Прокричали вместе: «Адмерфлё! Адмерфлё!»
— Дальше, давай, давай! Пемпендури-бринджи-о!
— Бринджи-о… — уныло пробормотала она.
Как бы так сделать, чтобы он отчалил?
— Слушай, у тебя что, крыша совсем того?
— Нисколько. Я просто объясняю, почему мы с тобой водились. Потому что мы с тобой оба изгои были. И я и ты. И ты еще хуже меня, а делала вид, что лучше.
— Я? Я делала вид? Да я тебе прямо рабыня была.
— Во-во. Рабыня, а велишь тебе что-нибудь сделать, никогда сразу не делала, вечно споры, возражения, а может, лучше так, может, лучше то… а моя мама говорит… Это из тебя вылезала твоя еврейская сущность.
— Да ты что?! При чем тут это?
— А при том, что кто бы еще стал с тобой водиться?

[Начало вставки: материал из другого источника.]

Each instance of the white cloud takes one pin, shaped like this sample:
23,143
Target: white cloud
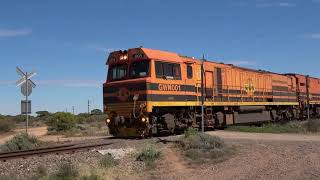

— Врешь, врешь! У меня подружки были. Анечка Красненькая… Анечка Синенькая…
— Ну, Красненькая с кем угодно… Как Чехова в школе проходили, ее сразу все душечкой стали звать, забыла? Про вас так и говорили «шерочка с машерочкой, душечка с жидушечкой». А вторая вроде и сама была… Точно не знаю, вы ведь скрыть старались… Как будто это можно скрыть. Думала, я про тебя не знал? При твоей-то маме, при Рахиль Исаковне…
Мама! При имени матери все старые беды и обиды, связанные с ее еврейством — давно изжитые! давно забытые! давно оставленные позади! — всколыхнулись в ней тошнотной волной:
— Ах ты, расист поганый! Татарва вонючая!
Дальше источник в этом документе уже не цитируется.